Seafood New Zealand chief executive Tim Pankhurst said the result of the proposal would be that instead of taking sharks’ fins from the dead animals, “the whole carcase just gets heaved back into the sea if it comes aboard dead”.
“No shark is targeted for their fins alone and in the tuna fishery where blue sharks are a significant bycatch the focus needs to be on reducing that catch.”
Fishing company Sealord said the plan did not affect it, as it had a “non shark finning” policy for the last 18 months.
The New Zealand Shark Alliance (NZSA) said the proposal was good news for sharks and New Zealand’s environmental reputation.
“We strongly support today’s announcement and will be encouraging the Government to implement the ban quickly, especially in the highly migratory species fishery which is New Zealand’s main shark finning fishery,” Katrina Subedar, NZSA spokeswoman and Forest & Bird Marine Conservation advocate said.
“Once this becomes law New Zealand will join over 100 other countries and states to have banned this senseless and wasteful practice.”
Greenpeace New Zealand oceans campaigner Karli Thomas said there was huge support from New Zealanders for a ban on shark finning.
“This year tens of thousands of people have pledged their support for a ban. Now we’re urging them to go online and support the Government’s proposal.”
The proposal also gained cross party support, but Labour and the Greens said it should have happened sooner.
Labour’s fisheries spokesman Damien O’Connor said New Zealand had been “tardy” in proposing the plan and followed countries such as Australia, the United States and the European Union.

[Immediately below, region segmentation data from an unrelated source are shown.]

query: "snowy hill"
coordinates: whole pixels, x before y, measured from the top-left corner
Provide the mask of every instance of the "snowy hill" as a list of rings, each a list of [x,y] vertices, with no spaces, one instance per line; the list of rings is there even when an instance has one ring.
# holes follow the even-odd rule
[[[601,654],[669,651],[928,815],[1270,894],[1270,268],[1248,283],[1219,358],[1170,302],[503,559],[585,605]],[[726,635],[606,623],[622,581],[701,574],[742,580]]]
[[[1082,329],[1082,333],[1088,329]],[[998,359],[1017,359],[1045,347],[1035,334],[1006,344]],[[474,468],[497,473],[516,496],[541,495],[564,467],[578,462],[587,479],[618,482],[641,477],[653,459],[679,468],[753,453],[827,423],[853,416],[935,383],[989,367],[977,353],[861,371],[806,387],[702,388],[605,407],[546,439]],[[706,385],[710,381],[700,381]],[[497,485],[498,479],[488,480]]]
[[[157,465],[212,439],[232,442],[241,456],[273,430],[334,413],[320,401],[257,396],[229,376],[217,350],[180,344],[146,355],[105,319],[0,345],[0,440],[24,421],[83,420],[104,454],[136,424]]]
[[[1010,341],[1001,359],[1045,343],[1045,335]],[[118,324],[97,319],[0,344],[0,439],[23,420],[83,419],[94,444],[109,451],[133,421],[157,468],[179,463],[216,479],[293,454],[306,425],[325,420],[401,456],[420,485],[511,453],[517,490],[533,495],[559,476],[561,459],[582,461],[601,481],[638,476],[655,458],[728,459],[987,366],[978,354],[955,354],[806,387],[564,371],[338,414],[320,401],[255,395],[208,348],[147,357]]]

“In New Zealand, conservation groups estimate 24,000 tonnes of sharks are caught in our waters. Most of the world’s sharks that are caught are thrown back with only 2 per cent of the shark being used.”
Green Party oceans spokesman Gareth Hughes said he was “delighted” the Government had finally acknowledged the activity could not be allowed to continue.

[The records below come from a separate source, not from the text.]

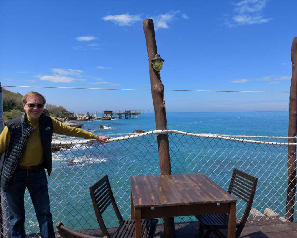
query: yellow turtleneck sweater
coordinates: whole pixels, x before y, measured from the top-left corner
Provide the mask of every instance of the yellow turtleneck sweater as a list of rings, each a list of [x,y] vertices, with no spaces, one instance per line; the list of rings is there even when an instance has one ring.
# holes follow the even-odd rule
[[[62,123],[53,118],[54,130],[53,133],[85,139],[95,139],[97,136],[91,132],[80,128],[69,126]],[[39,119],[33,119],[27,114],[27,122],[35,130],[30,135],[29,140],[26,144],[24,152],[18,164],[22,166],[33,166],[42,164],[43,162],[43,148],[41,144],[39,133]],[[7,149],[10,137],[10,133],[5,126],[0,134],[0,158]]]

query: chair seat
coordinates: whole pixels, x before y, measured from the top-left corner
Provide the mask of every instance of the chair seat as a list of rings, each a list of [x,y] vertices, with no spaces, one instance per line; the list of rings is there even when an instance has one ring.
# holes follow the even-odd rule
[[[158,222],[157,219],[141,220],[142,237],[154,238]],[[113,237],[135,237],[135,223],[134,220],[123,220]]]
[[[218,229],[225,228],[228,226],[229,215],[228,214],[214,214],[195,216],[201,222],[204,227],[211,226]],[[238,228],[239,224],[236,223],[236,228]]]

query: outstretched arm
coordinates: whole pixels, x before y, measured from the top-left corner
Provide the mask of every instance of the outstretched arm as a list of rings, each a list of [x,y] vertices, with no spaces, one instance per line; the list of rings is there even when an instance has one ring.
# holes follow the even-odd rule
[[[85,139],[94,139],[100,142],[107,143],[106,140],[109,137],[105,136],[99,136],[92,132],[87,131],[80,128],[72,127],[62,123],[53,118],[51,118],[54,127],[53,133],[65,135],[66,136],[80,137]]]

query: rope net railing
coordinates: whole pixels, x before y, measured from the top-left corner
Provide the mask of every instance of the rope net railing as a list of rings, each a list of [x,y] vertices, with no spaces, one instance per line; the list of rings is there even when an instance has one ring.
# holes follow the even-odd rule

“The Greens have been calling for a ban on shark finning for over five years, and it is great that the Government has finally woken up to the importance of this issue.”
Mr Guy said in some fisheries the ban will be able to be implemented on October 1 next year. Others would require the development of guidelines for shark handling to maximise the survival of released sharks.
The ban on shark finning would be enforced by extra observers and cameras on commercial fleets as well as proposed a $100,000 fine for those breaking the ban.
“I think that’s a very strong signal from Government that we expect the industry to change,” Dr Smith said.
Sharks in New Zealand:
* New Zealand waters have 113 species of shark;
* more than 70 shark species have been recorded in commercial fisheries;
* seven species of shark are absolutely protected under the Wildlife Act 1953, including great whites, basking sharks and deep water nursing sharks;
* shark fins are valuable for making shark fin soup, which is a delicacy in Asia, and for the production of many Asian medicines.